The paper tackles the challenge of training a Multi-modal Large Language Model to accurately interpret input visual references, such as points, bounding boxes, free-form shapes, with respect to the image (referring) and ground the output text to relevant image regions (grounding). The authors propose a unified framework, called Ferret, for jointly solving the visual referring and grounding problem. They provide a new curated dataset (GRIT) that consists of existing and newly collected data for training, as well as a new benchmark (Ferret-Bench). In the evaluation section, the authors show that the proposed method either exceeds (on the Ferret-Bench and grounded captioning) or is on par with the concurrent SOTA methods such as Shikra. In addition, the proposed method can accept a variety of user input on images as part of referring expressions, including scribble and freeform shapes, in addition to the traditional points and bounding boxes. However, the way how these different visual reference types are processed is conceptually similar to the Visual Sampler proposed in SEEM (Zou et al., 2023), and performs similarly despite the added complexity.

优点

S1. This seems to be one of the first MLLMs to support a variety of visual reference types, such as point, box, scribble, polygons, and masks.
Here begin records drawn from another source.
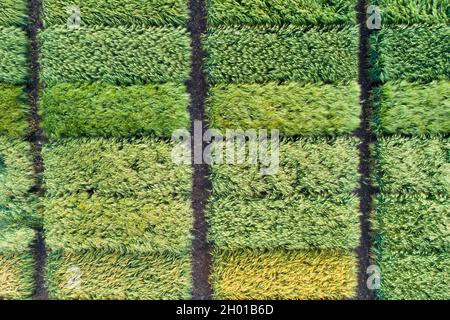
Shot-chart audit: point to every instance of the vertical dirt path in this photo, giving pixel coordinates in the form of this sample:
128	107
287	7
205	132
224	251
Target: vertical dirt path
365	191
37	139
197	87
S2. The authors provide a curated dataset called GRIT that consists of existing datasets and newly collected data for training MLLMs with visual referring and grounding capabilities.

S3. The authors provide a new benchmark, Ferret-Bench, which covers two new types of evaluation task for visual referencing (description and reasoning) in addition to the conversation grounding task. The key difference to existing benchmarks such as RefCOCO+, RefCOCOg, or PointQA [a] is that the questions include visual references (in forms of bounding boxes). For example, “What is the purpose of the object [x1 y1 x2 y2]?”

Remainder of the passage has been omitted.